Open zemahran opened 1 year ago
Could you provide a bit more context, like logs or example code to reproduce? The type Compact<u32>
is so common, so probably is the result of another problem.
Here's the error, when trying to retrieve a block from polkadot using Polkadot's relay chain mainnet:
Any ideas on how to surpass it, or even find an implementation of this decoder class elsewhere? Thanks for trying to help @arjanz 🙏
This is odd.. Retrieving a block from Polkadot is such a basic tasks, this shouldn't go wrong under normal circumstances. Can you tell a bit more about your setup (OS, Python version, etc).
Are you using threads or some other kind of async configuration? Because then it seems a like described in #246
I wasn't able to reproduce that scenario yet, but I'll run some more tests.
I'm also seeing the same error, along with this one:
'NoneType' object has no attribute 'portable_registry'
My use case is querying blocks from a Substrate based chain in parallel using threads. I use a concurrent.futures.ThreadPoolExecutor
to spin up 25 threads. Each thread creates its own instance of SubstrateInterface and loops through a range of block numbers calling get_block
for each one. Only a few threads show errors in each run, the others work normally.
I can try slimming my code down to a minimal example if that would be helpful.
What I noticed is that this only occurs in a fresh environment.

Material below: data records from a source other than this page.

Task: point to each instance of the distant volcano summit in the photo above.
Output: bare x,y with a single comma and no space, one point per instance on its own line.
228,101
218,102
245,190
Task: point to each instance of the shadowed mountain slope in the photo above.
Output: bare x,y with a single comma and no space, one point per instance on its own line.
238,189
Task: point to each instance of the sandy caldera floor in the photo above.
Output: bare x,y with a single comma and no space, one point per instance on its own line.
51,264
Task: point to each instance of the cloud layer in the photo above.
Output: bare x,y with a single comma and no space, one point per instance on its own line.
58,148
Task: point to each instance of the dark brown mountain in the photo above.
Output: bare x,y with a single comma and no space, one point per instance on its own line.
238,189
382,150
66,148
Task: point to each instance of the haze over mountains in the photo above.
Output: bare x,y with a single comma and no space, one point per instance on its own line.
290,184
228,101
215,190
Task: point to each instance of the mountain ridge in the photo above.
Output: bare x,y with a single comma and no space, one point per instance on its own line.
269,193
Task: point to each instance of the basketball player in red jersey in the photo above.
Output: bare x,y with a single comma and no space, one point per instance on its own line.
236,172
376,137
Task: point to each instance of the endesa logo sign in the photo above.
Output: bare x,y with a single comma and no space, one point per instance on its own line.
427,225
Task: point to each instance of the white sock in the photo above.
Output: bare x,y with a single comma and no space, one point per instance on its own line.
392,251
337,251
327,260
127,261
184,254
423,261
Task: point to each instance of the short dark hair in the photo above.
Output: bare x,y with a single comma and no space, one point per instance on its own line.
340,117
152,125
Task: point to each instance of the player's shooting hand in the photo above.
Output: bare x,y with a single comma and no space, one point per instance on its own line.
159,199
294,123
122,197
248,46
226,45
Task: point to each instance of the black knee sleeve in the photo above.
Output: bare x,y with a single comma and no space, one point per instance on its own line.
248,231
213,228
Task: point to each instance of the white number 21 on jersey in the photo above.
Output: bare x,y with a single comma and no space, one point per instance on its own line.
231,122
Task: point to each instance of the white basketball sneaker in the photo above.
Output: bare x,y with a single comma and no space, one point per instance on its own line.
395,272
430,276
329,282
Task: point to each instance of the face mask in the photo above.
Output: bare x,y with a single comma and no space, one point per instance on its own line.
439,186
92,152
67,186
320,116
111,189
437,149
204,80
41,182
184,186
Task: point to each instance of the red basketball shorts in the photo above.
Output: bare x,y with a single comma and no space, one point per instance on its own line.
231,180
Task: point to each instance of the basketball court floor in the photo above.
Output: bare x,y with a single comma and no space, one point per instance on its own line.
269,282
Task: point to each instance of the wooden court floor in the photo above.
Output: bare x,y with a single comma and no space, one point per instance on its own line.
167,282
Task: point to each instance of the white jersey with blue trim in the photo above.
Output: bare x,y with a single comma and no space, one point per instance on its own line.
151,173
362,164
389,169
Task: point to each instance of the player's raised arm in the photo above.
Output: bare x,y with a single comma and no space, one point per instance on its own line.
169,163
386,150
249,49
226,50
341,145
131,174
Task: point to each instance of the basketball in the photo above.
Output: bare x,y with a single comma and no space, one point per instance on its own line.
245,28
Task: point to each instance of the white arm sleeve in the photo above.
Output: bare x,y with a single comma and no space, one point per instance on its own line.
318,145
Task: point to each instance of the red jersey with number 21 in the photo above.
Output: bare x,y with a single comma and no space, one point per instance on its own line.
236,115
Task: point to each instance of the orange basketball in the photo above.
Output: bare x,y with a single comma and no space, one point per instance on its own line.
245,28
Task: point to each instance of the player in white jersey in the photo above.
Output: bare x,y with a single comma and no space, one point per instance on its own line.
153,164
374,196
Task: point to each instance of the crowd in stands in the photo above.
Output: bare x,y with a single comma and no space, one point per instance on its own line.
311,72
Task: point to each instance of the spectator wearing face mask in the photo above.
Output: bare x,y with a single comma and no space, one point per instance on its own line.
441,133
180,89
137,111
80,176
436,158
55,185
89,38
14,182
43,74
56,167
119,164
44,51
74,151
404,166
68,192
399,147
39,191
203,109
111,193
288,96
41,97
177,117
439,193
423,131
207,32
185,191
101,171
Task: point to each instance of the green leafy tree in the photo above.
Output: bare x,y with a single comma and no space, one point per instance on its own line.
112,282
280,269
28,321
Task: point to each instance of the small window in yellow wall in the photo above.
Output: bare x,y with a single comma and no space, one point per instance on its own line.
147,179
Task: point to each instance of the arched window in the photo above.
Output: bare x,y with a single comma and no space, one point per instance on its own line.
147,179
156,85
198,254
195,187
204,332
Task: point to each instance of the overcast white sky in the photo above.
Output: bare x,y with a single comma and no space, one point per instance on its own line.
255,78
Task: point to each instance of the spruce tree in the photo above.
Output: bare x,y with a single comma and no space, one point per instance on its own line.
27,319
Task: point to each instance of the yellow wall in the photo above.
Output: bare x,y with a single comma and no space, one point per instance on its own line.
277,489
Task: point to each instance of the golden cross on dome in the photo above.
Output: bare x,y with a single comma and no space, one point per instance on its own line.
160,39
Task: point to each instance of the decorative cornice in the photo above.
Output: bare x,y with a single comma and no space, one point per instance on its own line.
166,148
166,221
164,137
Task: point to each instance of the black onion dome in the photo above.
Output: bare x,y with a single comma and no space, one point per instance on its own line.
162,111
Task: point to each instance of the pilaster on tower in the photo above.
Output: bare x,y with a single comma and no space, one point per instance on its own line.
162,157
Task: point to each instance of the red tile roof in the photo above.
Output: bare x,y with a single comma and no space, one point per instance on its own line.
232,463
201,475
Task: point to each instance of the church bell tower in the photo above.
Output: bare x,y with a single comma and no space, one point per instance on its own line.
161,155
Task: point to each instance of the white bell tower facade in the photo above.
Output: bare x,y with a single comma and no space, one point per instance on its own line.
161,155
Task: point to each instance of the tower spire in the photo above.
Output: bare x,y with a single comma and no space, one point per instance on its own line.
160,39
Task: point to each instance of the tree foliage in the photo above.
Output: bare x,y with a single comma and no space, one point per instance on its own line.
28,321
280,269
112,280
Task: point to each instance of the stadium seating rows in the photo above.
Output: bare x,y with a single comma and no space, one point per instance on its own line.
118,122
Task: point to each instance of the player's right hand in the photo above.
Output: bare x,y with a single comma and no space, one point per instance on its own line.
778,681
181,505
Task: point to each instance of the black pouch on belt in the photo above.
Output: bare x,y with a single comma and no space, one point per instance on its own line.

Previously I did not have the issue running the same code using older package versions. I tested on both Python 3.10 and 3.11.
Here's the working package list:
base58==2.1.1
certifi==2022.9.24
cffi==1.15.1
charset-normalizer==2.1.1
cytoolz==0.12.0
ecdsa==0.18.0
eth-hash==0.3.3
eth-keys==0.4.0
eth-typing==3.2.0
eth-utils==2.0.0
idna==3.4
more-itertools==9.0.0
py-bip39-bindings==0.1.10
py-ed25519-zebra-bindings==1.0.1
py-sr25519-bindings==0.1.5
pycparser==2.21
pycryptodome==3.15.0
PyNaCl==1.5.0
requests==2.28.1
scalecodec==1.0.45
six==1.16.0
substrate-interface==1.3.2
toolz==0.12.0
urllib3==1.26.12
websocket-client==1.4.1
xxhash==3.1.0
Versus the fresh install that produces the error:
ansible==2.9.12
argcomplete==3.0.8
base58==2.1.1
certifi==2023.5.7
cffi==1.15.1
charset-normalizer==3.2.0
cytoolz==0.12.1
dotty-dict==1.3.1
ecdsa==0.18.0
eth-hash==0.5.2
eth-keys==0.4.0
eth-typing==3.4.0
eth-utils==2.2.0
halo==0.0.31
hid==1.0.5
hjson==3.1.0
idna==3.4
Jinja2==3.0.3
log-symbols==0.0.14
milc==1.6.6
more-itertools==9.1.0
multidict==6.0.4
netaddr==0.8.0
passlib==1.7.2
py-bip39-bindings==0.1.11
py-ed25519-zebra-bindings==1.0.1
py-sr25519-bindings==0.2.0
pycparser==2.21
pycryptodome==3.18.0
PyNaCl==1.5.0
qmk==1.1.2
requests==2.31.0
scalecodec==1.2.6
six==1.16.0
spinners==0.0.24
substrate-interface==1.7.3
toolz==0.12.0
urllib3==2.0.4
websocket-client==1.6.1
xxhash==3.2.0
yarl==1.8.2
The versions in my working set are more recent than those reported in #246, so that suggests there is not a common root cause that was introduced in the set of updates between my two package sets. That is, the issue reported there was already occurring in versions earlier than those that worked for me.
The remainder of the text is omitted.